Read: An abrupt end to a historic moon mission
Today we know more about what the moon looks like up close, thanks to orbiting spacecraft with high-resolution cameras that provide mission planners detailed photos that they need to carefully select landing sites. A small NASA mission, sent to lunar orbit in 2011, provided data about the gravitational forces around the moon that, Landsman says, every engineer uses now.

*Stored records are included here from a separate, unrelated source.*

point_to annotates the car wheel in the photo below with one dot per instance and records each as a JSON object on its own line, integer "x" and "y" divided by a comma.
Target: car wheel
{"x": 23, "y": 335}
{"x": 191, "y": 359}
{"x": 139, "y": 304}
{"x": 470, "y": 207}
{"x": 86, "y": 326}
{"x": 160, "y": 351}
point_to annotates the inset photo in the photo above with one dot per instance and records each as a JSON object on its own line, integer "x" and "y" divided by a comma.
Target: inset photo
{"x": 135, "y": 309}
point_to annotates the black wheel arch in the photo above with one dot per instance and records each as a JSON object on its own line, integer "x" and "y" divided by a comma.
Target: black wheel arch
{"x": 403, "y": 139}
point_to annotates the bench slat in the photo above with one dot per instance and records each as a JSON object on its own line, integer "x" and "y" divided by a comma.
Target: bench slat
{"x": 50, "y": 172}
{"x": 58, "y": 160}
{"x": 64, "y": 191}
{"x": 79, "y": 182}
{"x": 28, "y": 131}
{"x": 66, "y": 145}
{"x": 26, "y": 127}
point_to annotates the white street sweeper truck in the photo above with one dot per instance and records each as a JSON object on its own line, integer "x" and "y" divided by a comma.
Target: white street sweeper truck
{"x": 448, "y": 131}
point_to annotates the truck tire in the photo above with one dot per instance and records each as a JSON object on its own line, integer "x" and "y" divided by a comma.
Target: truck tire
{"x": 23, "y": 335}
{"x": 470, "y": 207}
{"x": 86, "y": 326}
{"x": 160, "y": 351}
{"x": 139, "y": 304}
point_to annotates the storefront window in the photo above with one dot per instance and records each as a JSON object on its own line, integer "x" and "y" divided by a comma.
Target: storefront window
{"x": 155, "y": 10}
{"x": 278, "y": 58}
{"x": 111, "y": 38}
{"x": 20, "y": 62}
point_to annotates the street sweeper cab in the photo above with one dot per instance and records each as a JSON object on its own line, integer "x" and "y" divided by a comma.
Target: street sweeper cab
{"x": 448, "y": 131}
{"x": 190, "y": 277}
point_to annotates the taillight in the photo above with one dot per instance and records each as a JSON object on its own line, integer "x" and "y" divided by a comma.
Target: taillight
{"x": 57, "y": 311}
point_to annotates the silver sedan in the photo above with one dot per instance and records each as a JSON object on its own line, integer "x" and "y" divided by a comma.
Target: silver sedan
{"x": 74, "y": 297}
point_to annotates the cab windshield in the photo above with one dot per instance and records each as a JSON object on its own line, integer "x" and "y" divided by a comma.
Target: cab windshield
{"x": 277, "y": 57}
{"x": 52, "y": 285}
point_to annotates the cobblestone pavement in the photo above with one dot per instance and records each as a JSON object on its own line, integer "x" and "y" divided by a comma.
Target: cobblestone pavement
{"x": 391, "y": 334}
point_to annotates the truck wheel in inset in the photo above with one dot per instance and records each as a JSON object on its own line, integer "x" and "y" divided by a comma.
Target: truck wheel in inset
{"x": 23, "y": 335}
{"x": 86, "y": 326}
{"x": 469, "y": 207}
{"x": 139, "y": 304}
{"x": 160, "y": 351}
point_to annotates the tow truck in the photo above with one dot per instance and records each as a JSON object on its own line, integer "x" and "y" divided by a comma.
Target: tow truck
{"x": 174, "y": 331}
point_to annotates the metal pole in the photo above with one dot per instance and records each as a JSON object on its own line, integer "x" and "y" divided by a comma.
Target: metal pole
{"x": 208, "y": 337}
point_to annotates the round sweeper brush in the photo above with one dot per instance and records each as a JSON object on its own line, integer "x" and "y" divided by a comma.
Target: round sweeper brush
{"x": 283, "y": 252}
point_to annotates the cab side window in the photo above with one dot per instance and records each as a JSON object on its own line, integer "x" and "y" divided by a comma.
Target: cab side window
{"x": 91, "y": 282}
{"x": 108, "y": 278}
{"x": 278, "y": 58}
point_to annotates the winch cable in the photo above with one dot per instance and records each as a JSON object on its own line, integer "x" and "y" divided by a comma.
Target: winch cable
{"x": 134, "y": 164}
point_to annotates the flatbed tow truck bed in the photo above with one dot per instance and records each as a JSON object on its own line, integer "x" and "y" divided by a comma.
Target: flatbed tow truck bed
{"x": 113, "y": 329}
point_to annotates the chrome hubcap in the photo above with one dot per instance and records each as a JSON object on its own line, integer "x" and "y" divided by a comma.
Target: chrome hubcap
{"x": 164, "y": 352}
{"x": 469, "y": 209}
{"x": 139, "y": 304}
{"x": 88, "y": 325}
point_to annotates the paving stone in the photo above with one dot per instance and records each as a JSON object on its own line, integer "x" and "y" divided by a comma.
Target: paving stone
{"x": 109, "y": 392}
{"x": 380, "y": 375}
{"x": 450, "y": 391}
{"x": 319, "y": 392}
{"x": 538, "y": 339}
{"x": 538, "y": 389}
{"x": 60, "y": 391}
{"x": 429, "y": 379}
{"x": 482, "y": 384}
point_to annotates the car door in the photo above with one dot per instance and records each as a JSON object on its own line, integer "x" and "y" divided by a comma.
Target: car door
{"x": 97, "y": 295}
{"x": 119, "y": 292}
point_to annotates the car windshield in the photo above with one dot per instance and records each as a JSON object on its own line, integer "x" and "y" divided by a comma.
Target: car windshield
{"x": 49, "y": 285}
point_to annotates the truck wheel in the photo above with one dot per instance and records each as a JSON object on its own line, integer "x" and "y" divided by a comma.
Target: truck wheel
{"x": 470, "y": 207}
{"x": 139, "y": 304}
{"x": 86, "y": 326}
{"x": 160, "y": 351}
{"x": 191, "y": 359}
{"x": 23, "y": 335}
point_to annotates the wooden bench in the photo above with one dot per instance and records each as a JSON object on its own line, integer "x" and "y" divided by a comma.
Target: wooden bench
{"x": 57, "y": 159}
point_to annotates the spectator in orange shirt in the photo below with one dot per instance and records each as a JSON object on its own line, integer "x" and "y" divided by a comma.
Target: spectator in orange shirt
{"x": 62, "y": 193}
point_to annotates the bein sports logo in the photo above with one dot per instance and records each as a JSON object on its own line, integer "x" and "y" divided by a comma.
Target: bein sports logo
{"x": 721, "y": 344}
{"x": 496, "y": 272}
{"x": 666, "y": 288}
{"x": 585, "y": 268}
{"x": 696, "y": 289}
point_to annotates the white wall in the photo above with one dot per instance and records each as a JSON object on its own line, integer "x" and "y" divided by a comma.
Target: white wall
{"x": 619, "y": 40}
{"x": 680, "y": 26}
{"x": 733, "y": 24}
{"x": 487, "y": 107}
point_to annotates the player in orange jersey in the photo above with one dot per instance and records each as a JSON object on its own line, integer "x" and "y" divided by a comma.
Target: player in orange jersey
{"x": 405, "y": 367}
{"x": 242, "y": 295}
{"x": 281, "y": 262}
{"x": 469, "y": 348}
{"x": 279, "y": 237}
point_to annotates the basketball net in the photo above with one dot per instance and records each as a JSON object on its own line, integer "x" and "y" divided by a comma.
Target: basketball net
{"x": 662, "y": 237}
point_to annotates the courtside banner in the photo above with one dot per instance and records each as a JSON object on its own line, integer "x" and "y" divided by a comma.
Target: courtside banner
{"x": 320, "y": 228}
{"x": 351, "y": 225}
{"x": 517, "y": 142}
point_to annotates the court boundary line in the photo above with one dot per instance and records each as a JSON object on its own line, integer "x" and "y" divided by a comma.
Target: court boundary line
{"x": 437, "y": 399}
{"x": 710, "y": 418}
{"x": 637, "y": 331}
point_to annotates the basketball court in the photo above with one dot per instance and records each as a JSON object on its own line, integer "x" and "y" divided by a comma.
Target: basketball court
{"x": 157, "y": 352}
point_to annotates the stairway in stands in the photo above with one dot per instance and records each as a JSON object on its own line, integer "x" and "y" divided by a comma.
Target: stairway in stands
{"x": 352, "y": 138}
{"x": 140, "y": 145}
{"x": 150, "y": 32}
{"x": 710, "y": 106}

But some mysteries persist (such as the provision of funding and political will—another story). The lunar regolith, as fine as powder, is still poorly understood, says Alicia Dwyer Cianciolo, an aerospace engineer at NASA working on the agency’s new plans to send robotic missions to the moon. “I don’t know if we got lucky on the other missions, but we feel like some of the new engine types and the thrust levels that we will have—we really don’t understand how it will stir up the different kinds of regolith in different locations on the moon,” Cianciolo says. Landers could kick up a cloud of dust that blocks sensors from detecting the craters or boulders that a last-minute engine burn might avoid. And the thrust could displace enough lunar matter that the spacecraft lands tilted, a position that could prevent a rover from rolling out safely.